В сарае разожгли маленький костер. Из скудных запасов консервов Чащина приготовила еду. От почерневшей от копоти кастрюли исходил аппетитный запах. Тося помешивала жидковатую еду лопаточкой и тихо рассказывала:
— …Я люблю свою деревню. Красивая она. Стоит на берегу Черного озера с низкими, топкими берегами, заросшими осокой да густыми кустами ивняка. На противоположной стороне виднеются Бабьи выселки. Перед войной у нас в Масляной горе построили колхозный клуб, площадку для танцев, установили качели. С ранней весны и до поздней осени в клубе собиралась молодежь. До третьих петухов звенела гармошка, слышались звонкие песни.
С начала войны все притихло. Клуб опустел. Даже дикие утки в камышах и те будто присмирели… И вдруг опять стало людно в сквере. Только не сами пришли сюда маслогорские жители. Их пригнали немецкие солдаты.
Я пряталась на сеновале. Наблюдала через маленькое оконце и не верила глазам своим. С верхней перекладины качелей спускались длинные тонкие веревки, а на земле стояли опрокинутые кадки, принесенные из бань.
Солдаты подвели к качелям председателя нашего колхоза Павла Степановича Нестерова, полевода и секретаря партийной организации Филиппа Васильевича Платонова и мою подружку — Веру Нестерову — вожака колхозной комсомолии. Они только что вернулись домой из лесу. Говорили, староста Савинов выдал.
Офицер прочитал какую-то бумагу, отошел в сторону и подал знак рукой. Из толпы вырвалась со сбитым на затылок платком тетя Степанида — мать Веры. Двое полицаев пытались удержать ее за руки. Но где там: растолкав всех, подбежала к мужу, обняла его, потом кинулась к дочери и тут же свалилась, причитая.
Уткнулась я в сено, заревела, не могла поверить, что казнь свершится. А когда вновь посмотрела в оконце, меня охватил ужас: солдаты надевали на шеи осужденных петли-удавки. Вера вырвалась из рук палачей и что-то крикнула своим односельчанам. Солдаты повалили ее на землю и стали бить носками сапог…
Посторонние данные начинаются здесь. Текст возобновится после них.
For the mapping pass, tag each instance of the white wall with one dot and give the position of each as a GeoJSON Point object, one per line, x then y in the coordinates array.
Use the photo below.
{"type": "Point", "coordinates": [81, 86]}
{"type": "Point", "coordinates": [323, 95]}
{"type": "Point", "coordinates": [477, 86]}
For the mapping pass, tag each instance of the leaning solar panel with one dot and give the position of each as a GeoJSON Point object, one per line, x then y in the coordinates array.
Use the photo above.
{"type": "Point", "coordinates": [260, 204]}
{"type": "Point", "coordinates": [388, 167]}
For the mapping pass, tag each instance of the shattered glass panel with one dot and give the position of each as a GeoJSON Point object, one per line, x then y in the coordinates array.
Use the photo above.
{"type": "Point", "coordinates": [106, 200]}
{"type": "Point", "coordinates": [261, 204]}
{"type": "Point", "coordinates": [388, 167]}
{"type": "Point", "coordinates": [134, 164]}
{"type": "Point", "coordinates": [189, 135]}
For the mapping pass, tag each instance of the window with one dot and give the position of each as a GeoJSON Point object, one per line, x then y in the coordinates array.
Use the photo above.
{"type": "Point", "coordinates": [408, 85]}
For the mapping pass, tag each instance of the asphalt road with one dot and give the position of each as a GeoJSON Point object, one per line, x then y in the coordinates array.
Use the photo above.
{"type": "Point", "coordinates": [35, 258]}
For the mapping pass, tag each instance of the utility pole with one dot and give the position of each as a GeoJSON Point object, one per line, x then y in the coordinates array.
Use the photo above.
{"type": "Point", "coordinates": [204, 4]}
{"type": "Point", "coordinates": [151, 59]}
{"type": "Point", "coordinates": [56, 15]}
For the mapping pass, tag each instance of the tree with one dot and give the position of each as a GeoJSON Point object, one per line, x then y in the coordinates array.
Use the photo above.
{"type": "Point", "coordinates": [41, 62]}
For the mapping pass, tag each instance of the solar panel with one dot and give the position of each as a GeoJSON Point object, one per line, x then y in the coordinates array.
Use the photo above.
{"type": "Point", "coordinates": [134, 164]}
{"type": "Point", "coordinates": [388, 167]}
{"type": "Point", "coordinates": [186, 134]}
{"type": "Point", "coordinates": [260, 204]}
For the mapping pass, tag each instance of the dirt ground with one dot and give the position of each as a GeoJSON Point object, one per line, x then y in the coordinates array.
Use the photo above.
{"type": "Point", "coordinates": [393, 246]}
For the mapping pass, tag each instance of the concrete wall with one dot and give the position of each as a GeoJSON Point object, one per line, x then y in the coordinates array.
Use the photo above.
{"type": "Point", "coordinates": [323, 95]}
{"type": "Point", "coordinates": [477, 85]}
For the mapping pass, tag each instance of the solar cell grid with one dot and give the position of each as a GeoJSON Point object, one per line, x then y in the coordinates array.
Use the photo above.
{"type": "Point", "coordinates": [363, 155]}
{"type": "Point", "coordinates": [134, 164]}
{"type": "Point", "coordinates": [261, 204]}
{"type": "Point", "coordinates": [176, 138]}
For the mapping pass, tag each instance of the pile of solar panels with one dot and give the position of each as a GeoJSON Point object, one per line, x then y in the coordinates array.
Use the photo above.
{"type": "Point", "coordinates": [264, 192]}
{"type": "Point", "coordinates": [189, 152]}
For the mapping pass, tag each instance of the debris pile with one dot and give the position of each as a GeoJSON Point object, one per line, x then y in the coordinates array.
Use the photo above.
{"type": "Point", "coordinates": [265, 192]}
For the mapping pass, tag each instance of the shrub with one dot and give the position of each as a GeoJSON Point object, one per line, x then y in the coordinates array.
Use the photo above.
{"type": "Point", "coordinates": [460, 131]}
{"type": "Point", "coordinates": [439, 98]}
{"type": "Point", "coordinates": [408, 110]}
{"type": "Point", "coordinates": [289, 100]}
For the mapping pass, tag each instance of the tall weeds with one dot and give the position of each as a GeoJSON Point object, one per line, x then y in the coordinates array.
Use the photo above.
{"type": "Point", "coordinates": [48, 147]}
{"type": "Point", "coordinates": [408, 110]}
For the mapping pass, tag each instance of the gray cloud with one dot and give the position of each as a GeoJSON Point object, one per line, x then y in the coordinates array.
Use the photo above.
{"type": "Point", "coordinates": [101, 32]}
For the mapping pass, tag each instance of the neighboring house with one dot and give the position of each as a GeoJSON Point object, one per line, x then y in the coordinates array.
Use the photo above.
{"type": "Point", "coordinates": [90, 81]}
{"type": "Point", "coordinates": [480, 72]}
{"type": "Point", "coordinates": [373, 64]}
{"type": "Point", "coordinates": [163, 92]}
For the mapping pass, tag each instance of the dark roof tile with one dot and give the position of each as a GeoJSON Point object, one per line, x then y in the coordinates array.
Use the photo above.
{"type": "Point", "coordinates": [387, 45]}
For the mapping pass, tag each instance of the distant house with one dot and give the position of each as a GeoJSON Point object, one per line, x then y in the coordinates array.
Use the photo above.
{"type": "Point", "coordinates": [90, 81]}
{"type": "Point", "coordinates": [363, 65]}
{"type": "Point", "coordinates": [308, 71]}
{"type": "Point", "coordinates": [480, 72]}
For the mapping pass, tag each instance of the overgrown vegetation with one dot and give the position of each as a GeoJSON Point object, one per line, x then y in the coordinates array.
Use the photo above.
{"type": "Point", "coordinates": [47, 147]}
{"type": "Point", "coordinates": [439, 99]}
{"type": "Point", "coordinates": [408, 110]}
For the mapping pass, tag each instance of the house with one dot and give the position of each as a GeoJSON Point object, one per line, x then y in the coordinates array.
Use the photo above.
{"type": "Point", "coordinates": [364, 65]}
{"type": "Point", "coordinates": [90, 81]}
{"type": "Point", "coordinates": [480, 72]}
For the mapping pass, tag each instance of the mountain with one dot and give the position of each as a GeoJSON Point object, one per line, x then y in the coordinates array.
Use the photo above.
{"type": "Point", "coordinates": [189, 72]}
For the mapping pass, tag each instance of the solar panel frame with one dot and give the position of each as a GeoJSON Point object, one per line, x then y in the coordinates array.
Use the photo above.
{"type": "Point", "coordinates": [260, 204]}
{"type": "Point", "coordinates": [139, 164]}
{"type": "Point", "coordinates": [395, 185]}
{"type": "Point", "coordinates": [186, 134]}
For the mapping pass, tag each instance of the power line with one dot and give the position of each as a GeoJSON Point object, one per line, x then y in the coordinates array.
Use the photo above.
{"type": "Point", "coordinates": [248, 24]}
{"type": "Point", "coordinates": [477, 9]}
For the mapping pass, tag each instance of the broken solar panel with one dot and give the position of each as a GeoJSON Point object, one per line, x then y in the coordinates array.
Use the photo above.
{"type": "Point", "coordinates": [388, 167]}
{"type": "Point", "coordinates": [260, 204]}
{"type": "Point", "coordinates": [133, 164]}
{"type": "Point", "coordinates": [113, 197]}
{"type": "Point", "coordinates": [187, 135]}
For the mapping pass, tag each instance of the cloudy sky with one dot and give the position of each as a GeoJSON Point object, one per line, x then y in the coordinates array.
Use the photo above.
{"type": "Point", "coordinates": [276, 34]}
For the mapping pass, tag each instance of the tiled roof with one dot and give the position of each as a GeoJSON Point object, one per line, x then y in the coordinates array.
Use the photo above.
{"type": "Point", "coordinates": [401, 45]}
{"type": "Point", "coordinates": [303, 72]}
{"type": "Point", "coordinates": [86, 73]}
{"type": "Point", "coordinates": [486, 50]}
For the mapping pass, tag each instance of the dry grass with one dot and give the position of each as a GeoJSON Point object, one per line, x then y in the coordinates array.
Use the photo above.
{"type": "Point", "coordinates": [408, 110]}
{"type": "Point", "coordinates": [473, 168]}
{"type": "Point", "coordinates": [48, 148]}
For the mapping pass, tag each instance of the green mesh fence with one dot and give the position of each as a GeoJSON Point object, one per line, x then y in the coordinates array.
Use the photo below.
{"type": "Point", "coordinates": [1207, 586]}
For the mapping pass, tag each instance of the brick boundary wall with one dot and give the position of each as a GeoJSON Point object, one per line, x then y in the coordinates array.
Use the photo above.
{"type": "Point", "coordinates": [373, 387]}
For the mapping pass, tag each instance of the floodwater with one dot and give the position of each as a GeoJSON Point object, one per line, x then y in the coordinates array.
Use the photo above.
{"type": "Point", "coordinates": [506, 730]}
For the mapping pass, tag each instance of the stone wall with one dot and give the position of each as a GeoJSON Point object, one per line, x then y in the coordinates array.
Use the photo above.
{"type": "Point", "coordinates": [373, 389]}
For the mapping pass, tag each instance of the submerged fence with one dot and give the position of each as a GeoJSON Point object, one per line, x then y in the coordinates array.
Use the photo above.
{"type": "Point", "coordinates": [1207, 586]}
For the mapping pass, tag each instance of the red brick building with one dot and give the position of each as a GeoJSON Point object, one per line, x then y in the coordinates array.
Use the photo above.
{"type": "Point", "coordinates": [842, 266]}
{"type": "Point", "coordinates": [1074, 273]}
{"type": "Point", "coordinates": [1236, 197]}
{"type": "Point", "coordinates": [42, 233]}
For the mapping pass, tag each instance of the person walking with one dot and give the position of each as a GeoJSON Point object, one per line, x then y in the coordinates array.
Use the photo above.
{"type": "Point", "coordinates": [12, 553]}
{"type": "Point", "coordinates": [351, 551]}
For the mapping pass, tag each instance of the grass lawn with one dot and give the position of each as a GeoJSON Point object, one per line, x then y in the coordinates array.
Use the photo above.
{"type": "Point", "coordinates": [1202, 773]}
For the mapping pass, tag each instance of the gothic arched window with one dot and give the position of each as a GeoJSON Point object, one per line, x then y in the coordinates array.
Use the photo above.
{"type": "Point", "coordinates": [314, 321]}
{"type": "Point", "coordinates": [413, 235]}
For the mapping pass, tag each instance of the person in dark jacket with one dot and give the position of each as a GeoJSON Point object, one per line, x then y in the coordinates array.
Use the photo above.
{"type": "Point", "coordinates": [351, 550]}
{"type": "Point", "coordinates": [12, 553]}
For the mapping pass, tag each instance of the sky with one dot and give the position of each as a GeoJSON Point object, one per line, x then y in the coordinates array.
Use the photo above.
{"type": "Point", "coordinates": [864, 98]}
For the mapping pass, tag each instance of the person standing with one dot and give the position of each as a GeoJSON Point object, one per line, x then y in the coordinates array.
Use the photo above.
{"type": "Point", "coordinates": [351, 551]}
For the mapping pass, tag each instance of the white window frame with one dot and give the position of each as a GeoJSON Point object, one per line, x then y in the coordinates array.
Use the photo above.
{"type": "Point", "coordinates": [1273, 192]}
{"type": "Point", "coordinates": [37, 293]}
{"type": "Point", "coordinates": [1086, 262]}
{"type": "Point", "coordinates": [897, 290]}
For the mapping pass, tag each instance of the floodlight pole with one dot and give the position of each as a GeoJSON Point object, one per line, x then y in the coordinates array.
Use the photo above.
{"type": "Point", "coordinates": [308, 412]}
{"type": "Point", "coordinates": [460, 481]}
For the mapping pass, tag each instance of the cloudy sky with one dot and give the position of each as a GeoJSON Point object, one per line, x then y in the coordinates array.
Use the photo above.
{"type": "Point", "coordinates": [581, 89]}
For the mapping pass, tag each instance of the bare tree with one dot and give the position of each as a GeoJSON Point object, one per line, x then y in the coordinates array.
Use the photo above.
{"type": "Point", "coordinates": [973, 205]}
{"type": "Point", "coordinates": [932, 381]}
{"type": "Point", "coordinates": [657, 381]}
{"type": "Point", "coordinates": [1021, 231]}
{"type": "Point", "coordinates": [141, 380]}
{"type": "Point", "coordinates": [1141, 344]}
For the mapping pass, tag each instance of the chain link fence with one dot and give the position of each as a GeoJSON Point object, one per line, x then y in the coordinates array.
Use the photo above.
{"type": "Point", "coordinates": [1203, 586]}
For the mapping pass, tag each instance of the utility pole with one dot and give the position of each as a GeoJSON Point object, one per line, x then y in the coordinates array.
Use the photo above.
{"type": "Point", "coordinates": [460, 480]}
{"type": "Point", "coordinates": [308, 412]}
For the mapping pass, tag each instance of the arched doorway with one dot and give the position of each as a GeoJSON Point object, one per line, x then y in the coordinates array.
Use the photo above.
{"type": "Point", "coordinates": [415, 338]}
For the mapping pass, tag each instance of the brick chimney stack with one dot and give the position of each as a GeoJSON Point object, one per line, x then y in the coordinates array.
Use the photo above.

Вскоре пришла заплаканная тетя Саша. После смерти матери я жила не столько дома, сколько у тети, а когда немцы захватили деревню, и совсем переселилась в ее избу.
— Горюшко наше горемычное, — приговаривала она, прикрыв лицо фартуком. — Отцу твоему лучше уйти. Опасно оставаться в деревне.
— А как же мы? Пропадем без него!
— Ничего, доченька, проживем как-нибудь… Ты полежи, а я пойду в деревню…
Забралась я на свой сеновал, а когда скрипнула дверь в сенцах, вскочила, прислушалась: тетя опять поднималась по лестнице. Она тихо поведала, что видела вместе с немцами Михайлова, директора леспромхоза.
— Может, не староста, а Михайлов предал? — вдруг сказала тетя. — Целый день с фашистами да с полицаями якшался. И сейчас в соловьевской избе сидит с офицером.
— Что ты говоришь, тетя? — ужаснулась я. — Мы же его знаем.
Хотелось убедить тетю, что этого не может быть, да сама засомневалась: «Почему он так запросто разгуливает с немцами, когда других, честных людей, казнят?» А вслух сказала:
— Нет, тетя, ты ошибаешься. Не может такой человек изменить…
— Прохвост все может. Он и на родную мать руку поднимет. Разъезжают по деревням христопродавцы-иуды… Пойдем, поешь, ведь с утра во рту росинки не было.
Хотелось спросить об отце, приходил ли он, но в это время скрипнула дверь.
— Наверное, папа? — сказала я.
Тетя Саша спустилась вниз, наказав мне сидеть тихо. Вернулась она минут через десять.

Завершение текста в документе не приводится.